Configuring live migration settings on a cluster
In the cluster under Networks, Live Migration Settings you can select what networks are available for live migration and their order of preference.
Basically this setting determines what NICs can be used. It also determines and in what order of preference the available networks can be used by Live Migration. It does not determine bandwidth aggregation or failover. All it does is provide the order in which the redundant networks will be used. It’s up to the cluster service NETFT, Multichannel or SMB Direct to provide the bandwidth aggregation if possible As you can see we use LM/CSV over SMB and as our two NICS are RDMA capable 10Gbps NIC, multichannel will discover RDMA capabilities & leverage SMB Direct if it can be establish otherwise it will just stick with multichannel. If you would team that NIC shows up as just one network. Also not that if you lose a NIC during live migration it might fail for some VMs under certain scenarios, but you cluster nodes will maintain the capability & recover. The names of the network reflect this: LM1+CSV2 & CSV1+LM2 will be used both but if for some reason multichannel goes completely south the names reflect the metrics of these networks. The lowest is CSV1+LM2 and the second lowest is LM1+CSV2, reflect on how NETFT will select to use which automatically based on the metrics. I.e. It’s “self documentation” for human consumption.
Sometimes you might get surprising results. An example. If you’ve selected SMB for Live Migration and you have selected only one of the NICs here. Still when you look at perform you might see both being used! What’s happening is that multichannel will kick in (and use two or more similar NICs when it finds them and if applicable move to RDMA.
So here we select SMB for the live migration type and the two equally capable 10GBps NICs available for live migration it will use them, even if you selected only one of them in the cluster network settings for live migration.
Why is that? Well, there is still another location where live migration settings are defined and that is in Hyper-V Manager. Take a look at the screenshot below.
The Incoming live migration settings is set to “Use any available network for live migration”. If you have this on it will still leverage both as when one is used multichannel drag the other one into action anyway, no matter what you set in network settings for live migration in the Cluster GUI (it set to use only one and dimmed out).

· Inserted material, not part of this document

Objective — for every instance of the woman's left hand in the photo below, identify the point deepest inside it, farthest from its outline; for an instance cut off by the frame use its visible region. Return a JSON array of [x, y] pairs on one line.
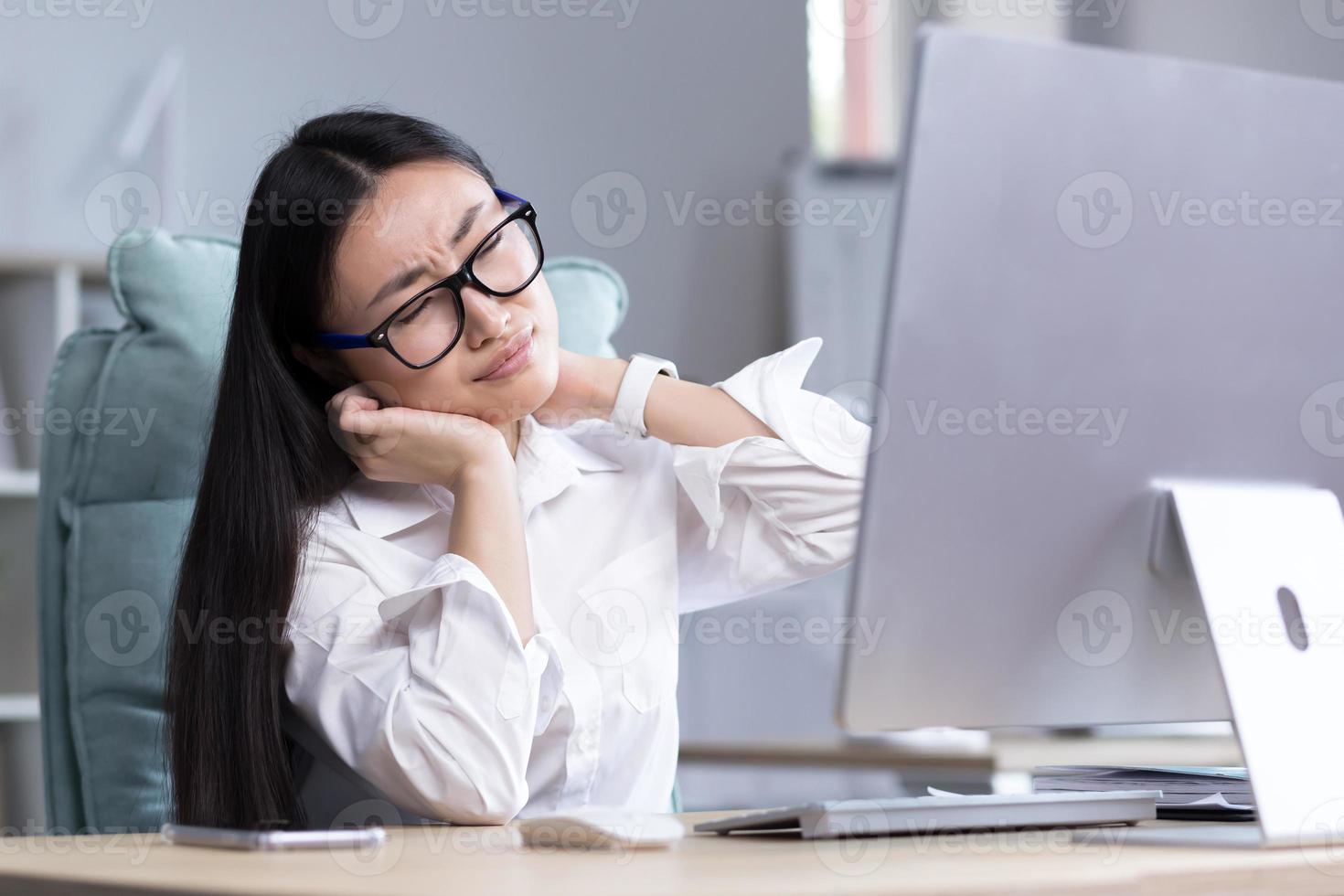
[[586, 387]]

Do note that on Hyper-V Manager the settings for live migrations specify “Incoming live migrations”. That leads us to believe that it’s the target, the node where the VMs are migrated to that determines what NICs get used. But let’s put this to the test.
Testing A Hyper-V cluster with two nodes – Node A and Node B
On the cluster network settings you select only one network.
On Hyper-V cluster Node A you have configured the following for live migration via Hyper-V Manager to “Use these IP addresses for live migration”. You cannot add or remove networks, the networks used are defined by the cluster.
On Hyper-V cluster Node B you have configured the following for live migration via Hyper-V Manager to “Use any available network for live migration”.
As we now kick of a live migration from node A to node B we’ll see both NICs being used. Why well because Node B is the target and Node B has the setting “Use any available network for live migration”. So why then only these 2, why not pick up any other suitable NICs? Well we’ve configured the live migration on both nodes to use SMB. As this cluster is RDMA capable that means it will leverage multichannel/SMB direct. The auto configuration will select the best, equally capable NICs for this and that’s these two in our scenario. Remember the capabilities of the NICs have to match. So no mixtures of 1 * 1Gbps and 1 *10Gbps or 1 * multichannel and 1 SMB Direct.
The confusion really sets in that even if live migrate from Node B to A it will also use both NICs! Hum, that is “Incoming Live Migrations” is not always “correct” it seems, not when using SMB as a performance option at least. Apparently multichannel will kick in in both directions.
If you set both to Node A and Node B to “Use these IP addresses for live migration” and leave the cluster network setting with only one network it does only use one, even with SMB as a performance option for live migration. This is expected.
Note: I had one interesting hiccup while testing this configuration: when doing the latter one of the VMs failed in live migration of the entire host. I ran it again and that one VM still used both networks. All others went well during host migration with just one being used. That was a bit of a huh moment and it sure tripped me up & kept me busy for a while. I blame RDMA and the position of the planets & constellations.
Things aren’t always what they seem at first and it’s good to keep that in mind. The moment you think you got if figured out, you’re wrong . So look again & investigate.